Fünfzehnter Artikel. Klugheit wohnt uns nicht von Natur inne.
a) Das Gegenteil wird dargethan: I. Aristoteles sagt (6 Ethic. 11.): „Was zur Klugheit gehört, scheint von Natur zu sein; nicht aber was zur beschaulichen Weisheit gehört.“ II. Die Mannigfaltigkeit im Alter ist gemäß der Natur. Die Klugheit aber folgt dem verschiedenen Alter, nach Job 12.: „In den Alten ist Weisheit und in denen, die lange Zeit gelebt haben, Klugheit.“ III. Die Klugheit kommt der menschlichen Natur mehr zu wie der tierischen. Die Tiere aber haben manche Arten von Klugheit von Natur, wie die Bienen zumal, nach Aristoteles. (8. de histor. anim. 1.) Auf der anderen Seite sagt Aristoteles (2 Ethic. 1.): „Die Tugend in der Vernunft schöpft zumeist aus der Lehre sowohl ihr Entstehen wie ihr Wachstum; und deshalb bedarf sie der Erfahrung und der Zeit.“, Die Klugheit aber ist eine Tugend in der Vernunft.
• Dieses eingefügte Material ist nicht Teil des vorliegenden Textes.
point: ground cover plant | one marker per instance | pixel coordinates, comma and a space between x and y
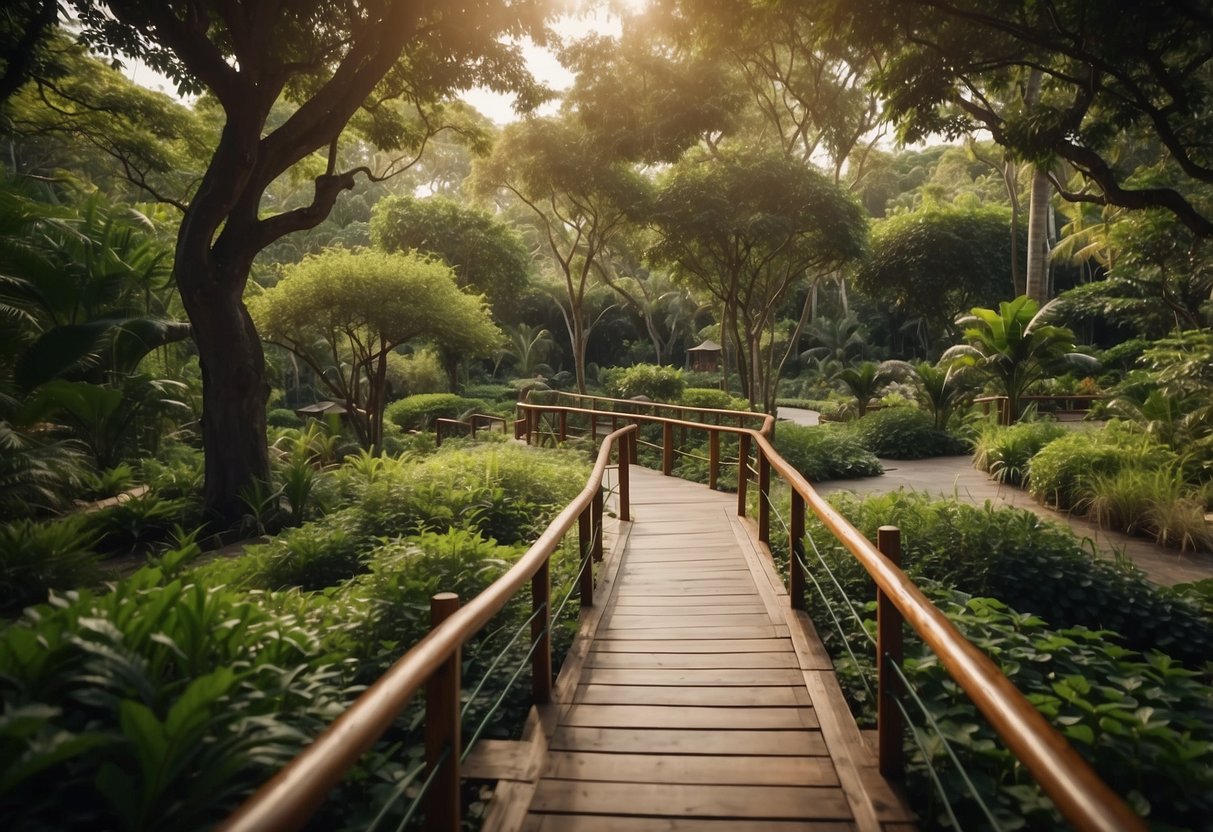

b) Ich antworte, die Klugheit schließe ein die Kenntnis der allgemeinen Principien und jener einzelnen Umstände des Thätigseins, worauf der kluge die allgemeinen Principien anwendet. Mit Rücksicht nun auf die allgemeinen Principien sind sowohl für die Klugheit wie für die beschauliche Wissenschaft die ersten Grundprincipien von Natur aus gekannt; nur daß die der Klugheit eigenen allgemeinen Principien noch in höherem Grade naturgemäß sind. Deshalb sagt Aristoteles (10 Ethic. 7.): „Das Leben, welches der beschaulichen Betrachtung entspricht, ist besser, das andere ist menschlicher.“ Die von den ersten abgeleiteten Principien aber erhält man durch Belehrung oder durch eigene Forschung. Mit Rücksicht auf die Kenntnis der Einzelumstände des Thätigseins aber ist zu sagen bezüglich des Zweckes, daß der Zweck für die einzelnen Vermögen und für das ganze menschliche Leben von Natur aus bestimmt ist; und somit können einzelne von Natur die Hinneigung zu dergleichen Zweckrichtungen in ihren Vermögen haben, wie ja manche von Natur gewisse Hinneigung zu Tugenden besitzen und so von Natur über den entsprechenden Zweck recht urteilen. Das Zweckdienliche aber ist nicht von Natur bestimmt, sondern ändert sich nach Zeit und Ort und persönlichen Verhältnissen. Die diesbezügliche Kenntnis also der einzelnen Umstände kann nicht von der Natur kommen, die ja immer nur zu etwas Einem, Beständigem hinneigt, wenn auch von Natur der eine mehr Anlage haben kann für solche Kenntnis wie der andere. Da nun die Klugheit auf das Zweckdienliche sich richtet, so ist sie nicht von Natur.
c) I. Aristoteles spricht da von der natürlichen Hinneigung zu den allgemeinen Principien des Thätigseins, also zu den Zwecken; und in diesem Sinne von der Klugheit. Deshalb ward vorausgeschickt: „Die Principien sind dem Zwecke eigen.“ Er erwähnt deshalb da auch nicht das gute Beraten als etwas zur Klugheit Gehöriges. II. Die lange Erfahrung und die Beruhigung der Leidenschaften macht, daß in den Alten mehr Klugheit ist. IIl. Die Tiere haben ganz bestimmte Mittel, um einen bestimmten beschränkten Zweck zu erreichen. Des Menschen Vernunft geht auf das Allgemeine; er bestimmt sich selbst zum einzelnen Zweckdienlichen.